1770’lere yaklaşılıp Avrupa’da yeniden geçici bir barış havası esmeye başladığında, Viyana ve Paris’te devleti yönetenler, yani Maria Theresia’nın ve XV. Louis’nin danışmanları, süregelmekte olan siyasi karmaşanın Habsburg ve Bourbon hanedanlarına hiçbir fayda sağlamadığını, bu durumdan İngiltere, Prusya ve Rusya’nın kârlı çıktığını görerek Avrupa’nın iki soylu ailesini kan yoluyla birleştirmenin yollarını aramaya başladılar. Önerdikleri çözüm iki hanedanın evlilik yoluyla akraba yapılması, dolayısıyla Fransa ve imparatorluk güçlerinin aynı safta yer almasının sağlanmasıydı. Bu evliliğe en uygun çift olarak Maria Theresia’nın kızı Marie Antoinette ile Fransa tahtına XVI. Louis adıyla çıkacak olan, Fransa Kralı XV. Louis’nin torunu Louis Auguste seçilmişti.
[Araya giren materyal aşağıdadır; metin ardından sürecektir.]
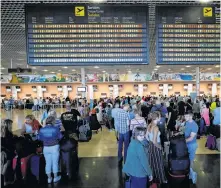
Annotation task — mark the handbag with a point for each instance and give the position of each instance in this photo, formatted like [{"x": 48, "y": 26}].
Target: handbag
[{"x": 128, "y": 183}]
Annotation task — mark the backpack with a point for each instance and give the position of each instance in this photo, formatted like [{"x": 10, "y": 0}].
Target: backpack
[
  {"x": 211, "y": 142},
  {"x": 161, "y": 112},
  {"x": 85, "y": 132},
  {"x": 178, "y": 147}
]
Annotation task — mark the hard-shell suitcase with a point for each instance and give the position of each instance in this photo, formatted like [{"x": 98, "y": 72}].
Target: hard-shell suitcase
[
  {"x": 21, "y": 166},
  {"x": 37, "y": 168}
]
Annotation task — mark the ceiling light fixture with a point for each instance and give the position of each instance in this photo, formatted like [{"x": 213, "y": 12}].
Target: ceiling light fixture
[{"x": 205, "y": 1}]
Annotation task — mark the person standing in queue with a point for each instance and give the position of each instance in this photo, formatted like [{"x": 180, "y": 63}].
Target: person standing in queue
[
  {"x": 123, "y": 132},
  {"x": 137, "y": 165},
  {"x": 69, "y": 120},
  {"x": 191, "y": 129}
]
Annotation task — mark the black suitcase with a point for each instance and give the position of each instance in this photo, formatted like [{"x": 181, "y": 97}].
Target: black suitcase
[
  {"x": 37, "y": 169},
  {"x": 178, "y": 147}
]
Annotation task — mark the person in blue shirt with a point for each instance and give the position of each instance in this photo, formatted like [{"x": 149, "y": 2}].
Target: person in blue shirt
[
  {"x": 191, "y": 130},
  {"x": 137, "y": 165},
  {"x": 216, "y": 114},
  {"x": 45, "y": 114},
  {"x": 50, "y": 135}
]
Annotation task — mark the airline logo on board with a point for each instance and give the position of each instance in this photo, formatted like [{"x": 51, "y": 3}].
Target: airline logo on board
[
  {"x": 207, "y": 11},
  {"x": 79, "y": 11}
]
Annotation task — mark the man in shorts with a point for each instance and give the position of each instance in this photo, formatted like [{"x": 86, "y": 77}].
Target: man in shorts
[{"x": 191, "y": 129}]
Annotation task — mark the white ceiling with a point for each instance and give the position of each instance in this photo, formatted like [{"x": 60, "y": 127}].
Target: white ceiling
[{"x": 13, "y": 41}]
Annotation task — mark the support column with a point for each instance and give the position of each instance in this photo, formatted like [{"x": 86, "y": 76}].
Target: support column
[
  {"x": 165, "y": 89},
  {"x": 83, "y": 81},
  {"x": 14, "y": 92},
  {"x": 65, "y": 91},
  {"x": 39, "y": 92},
  {"x": 214, "y": 89},
  {"x": 116, "y": 91},
  {"x": 90, "y": 92},
  {"x": 189, "y": 89},
  {"x": 197, "y": 81},
  {"x": 140, "y": 90}
]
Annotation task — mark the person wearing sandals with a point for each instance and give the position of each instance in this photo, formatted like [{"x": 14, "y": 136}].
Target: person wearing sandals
[
  {"x": 137, "y": 165},
  {"x": 155, "y": 149},
  {"x": 50, "y": 135}
]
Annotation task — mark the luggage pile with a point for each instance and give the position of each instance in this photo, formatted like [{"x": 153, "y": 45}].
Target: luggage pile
[{"x": 29, "y": 163}]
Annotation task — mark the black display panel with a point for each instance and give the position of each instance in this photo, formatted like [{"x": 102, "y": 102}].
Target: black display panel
[
  {"x": 87, "y": 35},
  {"x": 188, "y": 35}
]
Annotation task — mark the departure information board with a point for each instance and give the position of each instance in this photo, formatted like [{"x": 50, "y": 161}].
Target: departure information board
[
  {"x": 87, "y": 35},
  {"x": 188, "y": 35}
]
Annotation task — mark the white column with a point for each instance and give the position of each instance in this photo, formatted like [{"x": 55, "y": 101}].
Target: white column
[
  {"x": 165, "y": 89},
  {"x": 39, "y": 92},
  {"x": 197, "y": 81},
  {"x": 90, "y": 92},
  {"x": 214, "y": 89},
  {"x": 116, "y": 91},
  {"x": 14, "y": 92},
  {"x": 189, "y": 89},
  {"x": 83, "y": 80},
  {"x": 140, "y": 90},
  {"x": 65, "y": 91}
]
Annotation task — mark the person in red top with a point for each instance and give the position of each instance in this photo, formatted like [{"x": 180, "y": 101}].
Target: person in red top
[{"x": 31, "y": 125}]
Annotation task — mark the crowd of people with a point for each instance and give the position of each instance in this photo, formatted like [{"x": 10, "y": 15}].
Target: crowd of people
[{"x": 141, "y": 124}]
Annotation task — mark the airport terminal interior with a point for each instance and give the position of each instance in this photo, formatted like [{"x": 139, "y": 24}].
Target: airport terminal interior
[{"x": 92, "y": 62}]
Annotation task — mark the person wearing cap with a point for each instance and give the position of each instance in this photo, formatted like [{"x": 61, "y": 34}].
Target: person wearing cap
[
  {"x": 191, "y": 130},
  {"x": 69, "y": 120}
]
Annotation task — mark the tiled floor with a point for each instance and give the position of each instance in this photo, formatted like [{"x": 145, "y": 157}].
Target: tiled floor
[{"x": 98, "y": 161}]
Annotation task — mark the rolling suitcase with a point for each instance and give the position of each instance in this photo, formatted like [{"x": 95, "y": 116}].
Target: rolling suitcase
[
  {"x": 21, "y": 166},
  {"x": 178, "y": 171},
  {"x": 37, "y": 169}
]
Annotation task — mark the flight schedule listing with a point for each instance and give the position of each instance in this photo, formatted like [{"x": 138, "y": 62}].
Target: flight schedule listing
[
  {"x": 188, "y": 34},
  {"x": 87, "y": 34}
]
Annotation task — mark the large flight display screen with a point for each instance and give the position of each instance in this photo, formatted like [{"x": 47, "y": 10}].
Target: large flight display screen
[
  {"x": 87, "y": 35},
  {"x": 188, "y": 35}
]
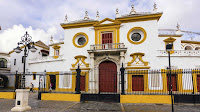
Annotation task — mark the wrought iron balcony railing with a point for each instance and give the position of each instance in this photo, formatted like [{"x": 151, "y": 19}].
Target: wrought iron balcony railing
[
  {"x": 108, "y": 46},
  {"x": 46, "y": 59}
]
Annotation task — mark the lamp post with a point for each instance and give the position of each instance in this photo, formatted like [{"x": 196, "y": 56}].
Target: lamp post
[
  {"x": 169, "y": 47},
  {"x": 28, "y": 45}
]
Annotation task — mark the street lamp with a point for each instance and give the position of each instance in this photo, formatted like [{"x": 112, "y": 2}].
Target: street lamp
[
  {"x": 28, "y": 45},
  {"x": 169, "y": 47}
]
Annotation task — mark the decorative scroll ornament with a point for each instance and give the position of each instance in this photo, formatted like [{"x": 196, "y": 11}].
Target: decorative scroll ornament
[
  {"x": 86, "y": 15},
  {"x": 178, "y": 26},
  {"x": 97, "y": 17},
  {"x": 137, "y": 60},
  {"x": 80, "y": 61},
  {"x": 66, "y": 19},
  {"x": 133, "y": 9}
]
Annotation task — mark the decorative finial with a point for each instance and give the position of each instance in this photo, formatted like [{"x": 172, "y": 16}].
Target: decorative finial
[
  {"x": 86, "y": 15},
  {"x": 51, "y": 41},
  {"x": 97, "y": 17},
  {"x": 66, "y": 19},
  {"x": 117, "y": 13},
  {"x": 133, "y": 9},
  {"x": 155, "y": 7},
  {"x": 178, "y": 26}
]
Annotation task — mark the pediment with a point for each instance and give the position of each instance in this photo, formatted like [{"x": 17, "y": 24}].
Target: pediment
[
  {"x": 169, "y": 39},
  {"x": 107, "y": 21}
]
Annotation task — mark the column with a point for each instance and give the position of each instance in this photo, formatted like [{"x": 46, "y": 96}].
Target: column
[{"x": 91, "y": 75}]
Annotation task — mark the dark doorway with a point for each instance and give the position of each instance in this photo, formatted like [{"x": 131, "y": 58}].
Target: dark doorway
[
  {"x": 107, "y": 77},
  {"x": 137, "y": 83}
]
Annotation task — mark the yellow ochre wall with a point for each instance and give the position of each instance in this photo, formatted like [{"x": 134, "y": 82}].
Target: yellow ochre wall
[{"x": 61, "y": 97}]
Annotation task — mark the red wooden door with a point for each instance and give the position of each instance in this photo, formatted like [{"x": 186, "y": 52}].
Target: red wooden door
[
  {"x": 106, "y": 38},
  {"x": 137, "y": 83},
  {"x": 82, "y": 83},
  {"x": 107, "y": 77},
  {"x": 174, "y": 82},
  {"x": 198, "y": 83}
]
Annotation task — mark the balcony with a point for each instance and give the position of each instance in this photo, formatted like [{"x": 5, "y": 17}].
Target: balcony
[
  {"x": 46, "y": 59},
  {"x": 110, "y": 47},
  {"x": 181, "y": 53}
]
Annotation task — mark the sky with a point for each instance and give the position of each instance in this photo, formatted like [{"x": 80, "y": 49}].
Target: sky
[{"x": 42, "y": 18}]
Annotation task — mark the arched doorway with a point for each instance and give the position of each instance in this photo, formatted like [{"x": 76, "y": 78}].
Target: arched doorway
[{"x": 107, "y": 77}]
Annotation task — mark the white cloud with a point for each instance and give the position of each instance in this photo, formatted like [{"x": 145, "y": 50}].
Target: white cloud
[
  {"x": 44, "y": 16},
  {"x": 11, "y": 36}
]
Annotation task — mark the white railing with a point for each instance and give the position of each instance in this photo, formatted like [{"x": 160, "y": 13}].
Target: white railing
[
  {"x": 180, "y": 53},
  {"x": 108, "y": 46},
  {"x": 46, "y": 59}
]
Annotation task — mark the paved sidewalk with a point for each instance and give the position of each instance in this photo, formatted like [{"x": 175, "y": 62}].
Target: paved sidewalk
[{"x": 63, "y": 106}]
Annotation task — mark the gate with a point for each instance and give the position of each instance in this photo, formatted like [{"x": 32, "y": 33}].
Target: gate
[{"x": 107, "y": 84}]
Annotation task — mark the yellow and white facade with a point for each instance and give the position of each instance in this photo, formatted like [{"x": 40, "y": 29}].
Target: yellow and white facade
[{"x": 132, "y": 39}]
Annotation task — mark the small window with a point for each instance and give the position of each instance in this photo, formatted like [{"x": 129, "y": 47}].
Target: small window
[
  {"x": 57, "y": 52},
  {"x": 14, "y": 61},
  {"x": 34, "y": 76},
  {"x": 136, "y": 37},
  {"x": 81, "y": 41},
  {"x": 3, "y": 63},
  {"x": 22, "y": 59},
  {"x": 188, "y": 48}
]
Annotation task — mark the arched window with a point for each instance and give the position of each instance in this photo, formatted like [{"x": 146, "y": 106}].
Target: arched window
[
  {"x": 3, "y": 63},
  {"x": 188, "y": 48},
  {"x": 197, "y": 48}
]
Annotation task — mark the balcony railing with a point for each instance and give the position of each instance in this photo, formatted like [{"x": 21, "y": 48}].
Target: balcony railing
[
  {"x": 108, "y": 46},
  {"x": 46, "y": 59},
  {"x": 180, "y": 53}
]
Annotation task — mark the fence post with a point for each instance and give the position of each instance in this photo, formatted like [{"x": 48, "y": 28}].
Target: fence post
[
  {"x": 122, "y": 69},
  {"x": 16, "y": 81},
  {"x": 45, "y": 75},
  {"x": 78, "y": 76}
]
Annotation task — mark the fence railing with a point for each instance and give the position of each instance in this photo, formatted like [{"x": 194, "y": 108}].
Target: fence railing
[{"x": 179, "y": 53}]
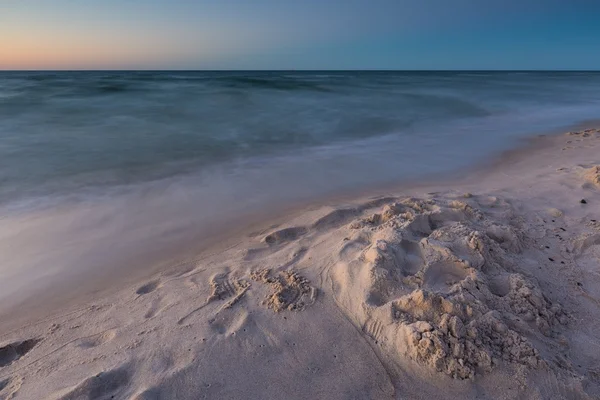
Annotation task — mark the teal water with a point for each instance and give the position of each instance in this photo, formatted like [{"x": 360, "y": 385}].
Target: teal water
[
  {"x": 110, "y": 175},
  {"x": 72, "y": 136}
]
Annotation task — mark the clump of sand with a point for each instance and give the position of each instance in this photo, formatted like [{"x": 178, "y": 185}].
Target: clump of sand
[
  {"x": 289, "y": 290},
  {"x": 487, "y": 288},
  {"x": 441, "y": 286}
]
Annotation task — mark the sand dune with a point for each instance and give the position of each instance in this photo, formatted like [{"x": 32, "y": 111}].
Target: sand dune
[{"x": 484, "y": 287}]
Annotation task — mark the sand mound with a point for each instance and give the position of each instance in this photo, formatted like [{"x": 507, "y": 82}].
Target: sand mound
[{"x": 440, "y": 284}]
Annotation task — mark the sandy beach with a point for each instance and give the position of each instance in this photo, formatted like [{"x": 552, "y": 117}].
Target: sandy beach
[{"x": 486, "y": 286}]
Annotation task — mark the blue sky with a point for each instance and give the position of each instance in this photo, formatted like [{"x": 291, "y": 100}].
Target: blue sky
[{"x": 307, "y": 34}]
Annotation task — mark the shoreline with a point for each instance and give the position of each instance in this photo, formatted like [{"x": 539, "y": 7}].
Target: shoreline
[
  {"x": 481, "y": 287},
  {"x": 262, "y": 220}
]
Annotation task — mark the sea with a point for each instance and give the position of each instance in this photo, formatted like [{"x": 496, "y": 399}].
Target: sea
[{"x": 100, "y": 170}]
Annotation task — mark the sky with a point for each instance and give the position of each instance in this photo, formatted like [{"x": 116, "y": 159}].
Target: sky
[{"x": 299, "y": 34}]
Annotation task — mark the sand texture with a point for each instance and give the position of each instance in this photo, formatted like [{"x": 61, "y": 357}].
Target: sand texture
[{"x": 483, "y": 287}]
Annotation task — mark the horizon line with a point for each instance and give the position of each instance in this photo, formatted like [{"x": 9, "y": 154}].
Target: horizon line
[{"x": 297, "y": 70}]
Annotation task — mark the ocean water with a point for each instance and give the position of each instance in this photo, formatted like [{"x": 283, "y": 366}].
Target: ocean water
[{"x": 100, "y": 170}]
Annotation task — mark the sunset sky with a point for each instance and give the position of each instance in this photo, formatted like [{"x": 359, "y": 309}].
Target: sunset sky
[{"x": 299, "y": 34}]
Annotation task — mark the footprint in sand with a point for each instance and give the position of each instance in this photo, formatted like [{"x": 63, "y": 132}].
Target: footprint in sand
[
  {"x": 223, "y": 287},
  {"x": 285, "y": 235},
  {"x": 12, "y": 352},
  {"x": 147, "y": 288},
  {"x": 290, "y": 291},
  {"x": 97, "y": 340},
  {"x": 105, "y": 385}
]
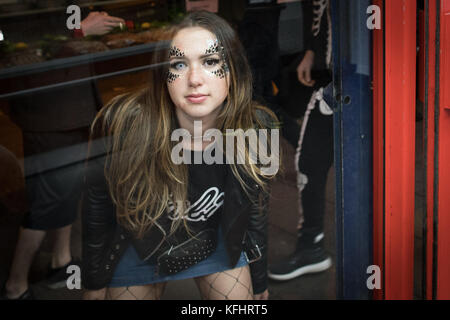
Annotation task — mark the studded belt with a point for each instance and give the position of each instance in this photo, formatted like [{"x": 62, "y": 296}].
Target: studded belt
[{"x": 185, "y": 255}]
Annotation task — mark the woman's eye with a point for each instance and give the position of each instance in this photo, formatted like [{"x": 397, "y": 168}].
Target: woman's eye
[
  {"x": 212, "y": 62},
  {"x": 178, "y": 65}
]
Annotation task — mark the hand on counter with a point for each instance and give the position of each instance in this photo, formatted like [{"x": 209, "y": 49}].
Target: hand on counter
[{"x": 98, "y": 23}]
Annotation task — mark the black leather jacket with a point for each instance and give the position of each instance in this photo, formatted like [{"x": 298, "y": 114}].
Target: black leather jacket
[{"x": 104, "y": 241}]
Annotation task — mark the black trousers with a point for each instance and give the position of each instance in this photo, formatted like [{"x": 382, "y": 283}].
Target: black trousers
[{"x": 316, "y": 158}]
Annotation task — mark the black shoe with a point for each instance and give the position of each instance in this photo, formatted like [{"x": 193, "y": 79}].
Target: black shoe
[
  {"x": 57, "y": 278},
  {"x": 27, "y": 295},
  {"x": 307, "y": 258}
]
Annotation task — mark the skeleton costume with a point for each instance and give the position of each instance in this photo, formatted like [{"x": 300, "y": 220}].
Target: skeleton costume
[{"x": 314, "y": 154}]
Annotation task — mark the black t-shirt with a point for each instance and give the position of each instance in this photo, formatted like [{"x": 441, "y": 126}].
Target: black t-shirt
[{"x": 206, "y": 194}]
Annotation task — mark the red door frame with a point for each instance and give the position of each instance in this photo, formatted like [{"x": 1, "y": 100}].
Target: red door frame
[
  {"x": 437, "y": 128},
  {"x": 441, "y": 221},
  {"x": 394, "y": 147},
  {"x": 394, "y": 137}
]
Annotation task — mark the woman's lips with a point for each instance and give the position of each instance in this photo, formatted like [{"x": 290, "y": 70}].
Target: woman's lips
[{"x": 197, "y": 98}]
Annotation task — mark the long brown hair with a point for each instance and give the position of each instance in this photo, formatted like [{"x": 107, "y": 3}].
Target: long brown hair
[{"x": 142, "y": 177}]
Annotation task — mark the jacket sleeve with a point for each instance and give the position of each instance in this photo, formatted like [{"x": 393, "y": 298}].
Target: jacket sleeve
[
  {"x": 258, "y": 230},
  {"x": 98, "y": 218}
]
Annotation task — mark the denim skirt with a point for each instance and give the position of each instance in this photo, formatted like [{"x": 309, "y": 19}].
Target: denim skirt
[{"x": 132, "y": 271}]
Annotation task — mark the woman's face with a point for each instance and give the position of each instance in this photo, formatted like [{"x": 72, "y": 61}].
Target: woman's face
[{"x": 198, "y": 78}]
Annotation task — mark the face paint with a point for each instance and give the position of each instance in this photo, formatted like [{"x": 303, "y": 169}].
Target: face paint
[
  {"x": 213, "y": 62},
  {"x": 175, "y": 52},
  {"x": 216, "y": 48},
  {"x": 171, "y": 77}
]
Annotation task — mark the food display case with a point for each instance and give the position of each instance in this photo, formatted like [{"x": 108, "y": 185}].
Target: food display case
[{"x": 39, "y": 52}]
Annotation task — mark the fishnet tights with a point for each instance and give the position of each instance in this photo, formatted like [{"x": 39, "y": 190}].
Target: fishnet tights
[
  {"x": 228, "y": 285},
  {"x": 233, "y": 284},
  {"x": 148, "y": 292}
]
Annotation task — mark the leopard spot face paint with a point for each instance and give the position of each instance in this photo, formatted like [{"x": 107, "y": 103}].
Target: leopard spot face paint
[{"x": 175, "y": 52}]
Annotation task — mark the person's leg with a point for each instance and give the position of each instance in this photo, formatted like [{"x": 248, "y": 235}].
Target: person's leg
[
  {"x": 27, "y": 245},
  {"x": 147, "y": 292},
  {"x": 61, "y": 248},
  {"x": 235, "y": 284},
  {"x": 315, "y": 160}
]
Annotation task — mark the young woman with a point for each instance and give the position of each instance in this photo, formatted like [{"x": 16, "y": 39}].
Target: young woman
[{"x": 148, "y": 219}]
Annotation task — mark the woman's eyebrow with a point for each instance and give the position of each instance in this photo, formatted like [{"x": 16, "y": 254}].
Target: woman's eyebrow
[
  {"x": 174, "y": 52},
  {"x": 183, "y": 57}
]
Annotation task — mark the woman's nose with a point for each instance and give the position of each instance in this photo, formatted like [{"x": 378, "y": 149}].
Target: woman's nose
[{"x": 195, "y": 76}]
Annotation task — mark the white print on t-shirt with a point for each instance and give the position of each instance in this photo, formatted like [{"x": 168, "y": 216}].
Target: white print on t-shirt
[{"x": 210, "y": 201}]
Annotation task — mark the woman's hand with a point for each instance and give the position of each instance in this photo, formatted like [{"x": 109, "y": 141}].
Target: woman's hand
[
  {"x": 262, "y": 296},
  {"x": 304, "y": 69},
  {"x": 95, "y": 294},
  {"x": 98, "y": 23}
]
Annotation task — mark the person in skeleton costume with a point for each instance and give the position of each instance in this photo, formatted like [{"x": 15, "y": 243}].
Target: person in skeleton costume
[{"x": 314, "y": 154}]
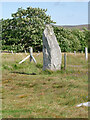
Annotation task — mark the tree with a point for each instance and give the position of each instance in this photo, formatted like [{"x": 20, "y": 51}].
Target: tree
[{"x": 25, "y": 29}]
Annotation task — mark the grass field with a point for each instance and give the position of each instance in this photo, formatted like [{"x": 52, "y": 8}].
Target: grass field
[{"x": 46, "y": 94}]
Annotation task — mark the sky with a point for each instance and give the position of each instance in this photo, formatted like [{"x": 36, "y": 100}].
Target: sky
[{"x": 63, "y": 13}]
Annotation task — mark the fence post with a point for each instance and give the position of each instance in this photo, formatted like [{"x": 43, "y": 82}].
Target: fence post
[
  {"x": 31, "y": 53},
  {"x": 86, "y": 53},
  {"x": 65, "y": 59}
]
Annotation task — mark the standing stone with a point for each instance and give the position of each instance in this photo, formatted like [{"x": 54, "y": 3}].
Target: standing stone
[{"x": 51, "y": 50}]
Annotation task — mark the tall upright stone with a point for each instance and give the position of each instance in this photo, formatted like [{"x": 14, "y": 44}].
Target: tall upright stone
[{"x": 51, "y": 50}]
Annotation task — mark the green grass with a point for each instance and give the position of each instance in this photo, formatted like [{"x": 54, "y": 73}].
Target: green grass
[{"x": 46, "y": 94}]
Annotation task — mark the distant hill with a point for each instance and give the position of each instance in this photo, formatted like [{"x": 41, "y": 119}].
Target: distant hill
[{"x": 73, "y": 27}]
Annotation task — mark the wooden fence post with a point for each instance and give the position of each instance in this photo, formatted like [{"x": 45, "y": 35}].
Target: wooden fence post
[
  {"x": 86, "y": 53},
  {"x": 65, "y": 59}
]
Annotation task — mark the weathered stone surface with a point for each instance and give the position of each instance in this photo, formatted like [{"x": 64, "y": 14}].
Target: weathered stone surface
[{"x": 51, "y": 50}]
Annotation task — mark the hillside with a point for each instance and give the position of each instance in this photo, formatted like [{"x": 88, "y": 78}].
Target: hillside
[{"x": 73, "y": 27}]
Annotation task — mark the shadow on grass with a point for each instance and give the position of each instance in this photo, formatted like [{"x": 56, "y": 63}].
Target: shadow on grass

Aslında Viyana ve Paris’teki diplomatlar, giyotine gönderecekleri kral ve kraliçeyi seçtiklerinin farkında olmadan Maria Theresia ve XV. Louis’nin olurunu alıp, bu “mutlu evliliğin” hazırlıklarına başlamışlardı. Ünlü yazar Stefan Zweig, Marie Antoinette adlı yaşamöyküsünde bu dönemi büyük bir ustalıkla anlatmış, evlilik yoluyla barış sağlama çabalarının Avrupa tarihindeki geçmişine de değinmiştir:

[…] 1769’da nihayet XV. Louis’nin Maria Theresia’ya yazdığı, kralın genç prensesi, ileride XVI. Louis adıyla kral olacak torununa resmen istediği ve evlenme tarihi olarak gelecek yılın Paskalya’sını önerdiği, ne zamandır beklenen o mektup gönderilir. Maria Theresia mutluluk içinde olurunu verir; endişeler içinde geçen onca yıldan sonra, trajik bir yılgınlık içinde bulunan imparatoriçe, bir kere daha talihin yüzüne güldüğünü görmektedir. İmparatorlukta barış, bununla birlikte de Avrupa’da barış, gözüne şimdi sağlanmış görünmektedir; kuryeler gönderilip bütün saraylara Habsburg ve Bourbon’un düşmanlığı bırakıp kan bağıyla bağlı müttefikler haline geldiği resmen ilan edilir: “Bella gerant alii, tu, felix Austria, nube” (Başkaları savaşabilir, sen mutlu Avusturya, evlen). Habsburg Hanedanı’nın eskilerden kalma şiarı,1 bir kere daha geçerliliğini kanıtlamıştır.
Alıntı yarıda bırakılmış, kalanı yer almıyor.